For eastern European workers, EU free movement rules meant that while some settle in Bedford and gradually become part of the community, others come only transiently. Working largely among speakers of their own language, living in bedsits and with little call to establish passing contact with the rest of the town, these migrants – particularly men, who have less contact with services such as schools than women – do not follow the pathway of integration that previous migrants to Bedford have laid down.
Some Asian Muslim women have apparently struggled to establish even basic indicators of integration, such as learning some English or establishing connections outside the cultural group even after living in the town a long time. A range of factors combined to impede their integration.
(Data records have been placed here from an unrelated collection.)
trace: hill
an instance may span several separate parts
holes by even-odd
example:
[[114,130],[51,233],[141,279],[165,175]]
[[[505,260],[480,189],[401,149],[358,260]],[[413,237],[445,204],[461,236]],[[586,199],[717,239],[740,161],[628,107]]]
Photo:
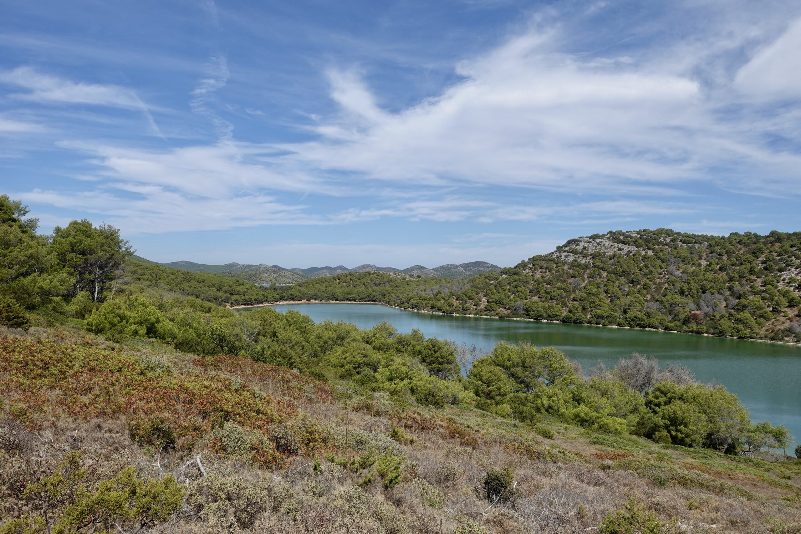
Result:
[[223,265],[207,265],[206,263],[179,261],[160,263],[160,265],[173,269],[188,271],[190,272],[215,273],[260,286],[296,283],[306,279],[306,277],[301,274],[277,266],[267,265],[266,263],[253,265],[231,262]]
[[266,287],[213,272],[174,269],[139,256],[125,264],[115,283],[121,295],[159,291],[191,296],[215,304],[243,306],[272,302],[276,294]]
[[[279,267],[274,265],[273,267]],[[281,267],[283,268],[283,267]],[[412,275],[420,275],[423,278],[449,278],[459,279],[473,276],[483,272],[490,272],[500,269],[497,265],[493,265],[487,262],[469,262],[466,263],[447,263],[440,267],[429,269],[422,265],[413,265],[405,269],[396,267],[380,267],[372,263],[364,263],[352,268],[348,268],[344,265],[336,267],[325,266],[324,267],[309,267],[308,269],[289,269],[295,272],[300,273],[309,278],[317,278],[320,276],[333,276],[341,275],[345,272],[402,272]]]
[[[501,343],[465,379],[448,343],[388,325],[135,296],[95,313],[105,340],[0,330],[4,532],[801,527],[801,464],[760,452],[770,426],[682,373],[641,394]],[[157,327],[130,337],[112,315]],[[747,430],[745,456],[716,450]]]
[[613,231],[570,239],[514,267],[465,279],[349,273],[282,295],[798,343],[801,232]]
[[[143,261],[155,264],[144,258],[137,256],[139,261]],[[258,285],[286,285],[303,282],[308,278],[317,278],[320,276],[333,276],[344,272],[403,272],[413,275],[421,275],[424,278],[449,278],[459,279],[466,278],[482,272],[489,272],[500,269],[497,265],[493,265],[487,262],[470,262],[460,263],[457,265],[449,263],[441,265],[433,269],[429,269],[422,265],[415,265],[407,269],[397,269],[395,267],[380,267],[372,263],[364,263],[357,267],[348,268],[344,265],[331,267],[326,265],[322,267],[308,267],[305,269],[292,268],[285,269],[280,265],[267,265],[260,263],[259,265],[237,263],[231,262],[223,265],[208,265],[206,263],[195,263],[189,261],[171,262],[169,263],[158,263],[164,267],[190,272],[209,272],[229,278],[235,278],[251,283]]]

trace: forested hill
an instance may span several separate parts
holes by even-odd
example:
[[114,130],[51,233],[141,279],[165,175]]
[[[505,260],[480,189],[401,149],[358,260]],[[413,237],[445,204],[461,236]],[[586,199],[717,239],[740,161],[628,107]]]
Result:
[[801,232],[719,237],[660,228],[570,239],[464,280],[348,273],[281,297],[799,343],[799,264]]
[[260,304],[276,298],[268,287],[216,273],[173,269],[139,256],[130,258],[120,272],[115,283],[124,295],[155,290],[230,306]]

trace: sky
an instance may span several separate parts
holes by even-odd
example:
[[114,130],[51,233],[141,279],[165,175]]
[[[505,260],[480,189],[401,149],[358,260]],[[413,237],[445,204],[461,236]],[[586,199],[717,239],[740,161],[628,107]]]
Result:
[[0,194],[139,255],[801,231],[797,0],[0,2]]

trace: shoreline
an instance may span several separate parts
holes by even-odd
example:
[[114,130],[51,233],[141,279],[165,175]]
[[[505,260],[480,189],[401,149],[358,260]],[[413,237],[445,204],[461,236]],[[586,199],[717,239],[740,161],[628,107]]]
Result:
[[527,319],[525,317],[493,317],[490,315],[471,315],[465,313],[442,313],[441,311],[428,311],[426,310],[415,310],[414,308],[402,308],[398,306],[392,306],[386,303],[380,302],[355,302],[352,300],[282,300],[276,303],[264,303],[264,304],[243,304],[241,306],[229,306],[228,309],[237,310],[247,307],[264,307],[265,306],[285,306],[288,304],[380,304],[387,307],[400,310],[401,311],[414,311],[416,313],[428,313],[433,315],[448,315],[451,317],[471,317],[473,319],[503,319],[507,321],[529,321],[532,323],[558,323],[561,324],[578,324],[582,327],[598,327],[601,328],[622,328],[626,330],[645,330],[652,332],[665,332],[668,334],[684,334],[686,335],[703,335],[706,337],[719,338],[721,339],[739,339],[740,341],[757,341],[759,343],[772,343],[778,345],[788,345],[790,347],[801,347],[801,343],[788,343],[787,341],[773,341],[772,339],[750,339],[748,338],[737,338],[731,336],[712,335],[711,334],[694,334],[692,332],[679,332],[674,330],[660,330],[658,328],[638,328],[636,327],[620,327],[616,324],[590,324],[588,323],[565,323],[563,321],[550,321],[547,319]]

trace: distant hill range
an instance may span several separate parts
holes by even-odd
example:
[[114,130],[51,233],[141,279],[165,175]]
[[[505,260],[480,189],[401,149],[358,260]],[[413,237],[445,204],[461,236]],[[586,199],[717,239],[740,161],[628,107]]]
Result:
[[[144,258],[136,257],[139,261],[148,263],[155,263]],[[368,272],[372,271],[384,271],[390,272],[400,272],[407,275],[420,275],[423,278],[449,278],[460,279],[468,278],[480,275],[485,272],[497,271],[501,267],[487,262],[469,262],[466,263],[446,263],[437,267],[429,269],[422,265],[413,265],[406,269],[397,269],[395,267],[380,267],[372,263],[364,263],[357,267],[348,268],[344,265],[331,267],[308,267],[306,269],[290,268],[287,269],[280,265],[268,265],[260,263],[258,265],[248,263],[237,263],[231,262],[223,265],[207,265],[206,263],[195,263],[195,262],[179,261],[171,262],[169,263],[158,263],[165,267],[191,272],[211,272],[223,276],[236,278],[246,282],[259,285],[284,285],[296,283],[310,278],[319,278],[320,276],[333,276],[344,272]]]

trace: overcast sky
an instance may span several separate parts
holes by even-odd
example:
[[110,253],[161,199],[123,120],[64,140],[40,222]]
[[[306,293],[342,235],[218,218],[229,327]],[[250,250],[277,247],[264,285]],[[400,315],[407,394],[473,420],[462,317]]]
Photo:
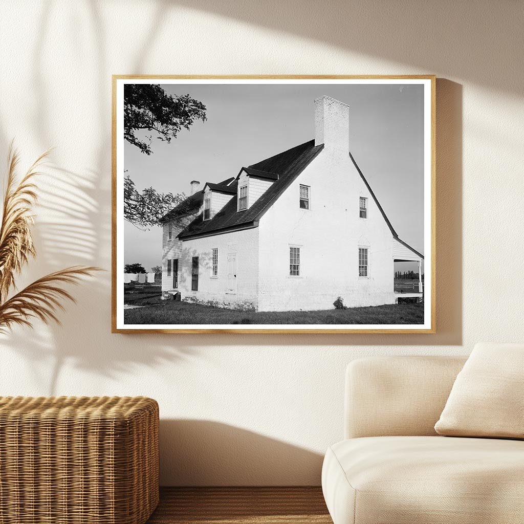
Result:
[[[409,85],[165,84],[207,107],[208,120],[183,129],[170,144],[153,138],[148,156],[125,143],[125,168],[137,189],[190,194],[190,182],[219,182],[314,138],[313,101],[347,104],[350,150],[402,240],[424,253],[423,87]],[[160,265],[160,227],[126,222],[125,263],[149,271]],[[416,270],[416,264],[396,264]]]

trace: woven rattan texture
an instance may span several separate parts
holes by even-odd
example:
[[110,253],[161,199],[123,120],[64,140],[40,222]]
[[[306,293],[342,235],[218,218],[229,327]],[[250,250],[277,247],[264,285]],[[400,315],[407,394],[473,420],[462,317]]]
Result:
[[158,406],[0,398],[1,524],[143,524],[158,503]]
- Hostility of family members to their engagement with people outside the social group, from husbands, mothers-in-law and parents for social and cultural reasons, and from some sons on religious grounds.
- Low levels of confidence impeded these women from making the steps that facilitate the integration of other migrants. Engaging with public services, going somewhere on their own, approaching authority figures or travelling to an unfamiliar part of the town were simply too intimidating.
- Household and caring responsibilities reducing the time and opportunities available for integrating.
We found evidence that sensitive adaptations that allowed women to overcome these obstacles could have a transformative impact on their integration. For example, a local swimming pool secured permission to run a women-only swimming class, which it targeted (primarily, but not exclusively) at Asian Muslim women. Over time, this swimming class reduced scepticism from hostile family members. Women’s confidence increased, and they managed to collectively organise their childcare responsibilities. Small, judicious and empowering adaptations made integration easier.
Adaptations such as these can be controversial. Gender segregation, especially in order to cater to religiously conservative groups, is a contentious issue. Similarly, using compulsive strategies to compel migrants to integrate causes concern in some quarters – but when used judiciously and in ways that are empowering and not punitive, there is a place for such measures.
- Target English language learning at the most isolated migrants and set up an interest-free loan to pay for tuition.
- Educate boys on the role of older women as well as girls of their own age.
- Develop the provision of culturally-sensitive childcare.
- Set up an integration hub in areas where migrant workers congregate.
- Establish a selective landlord licensing scheme.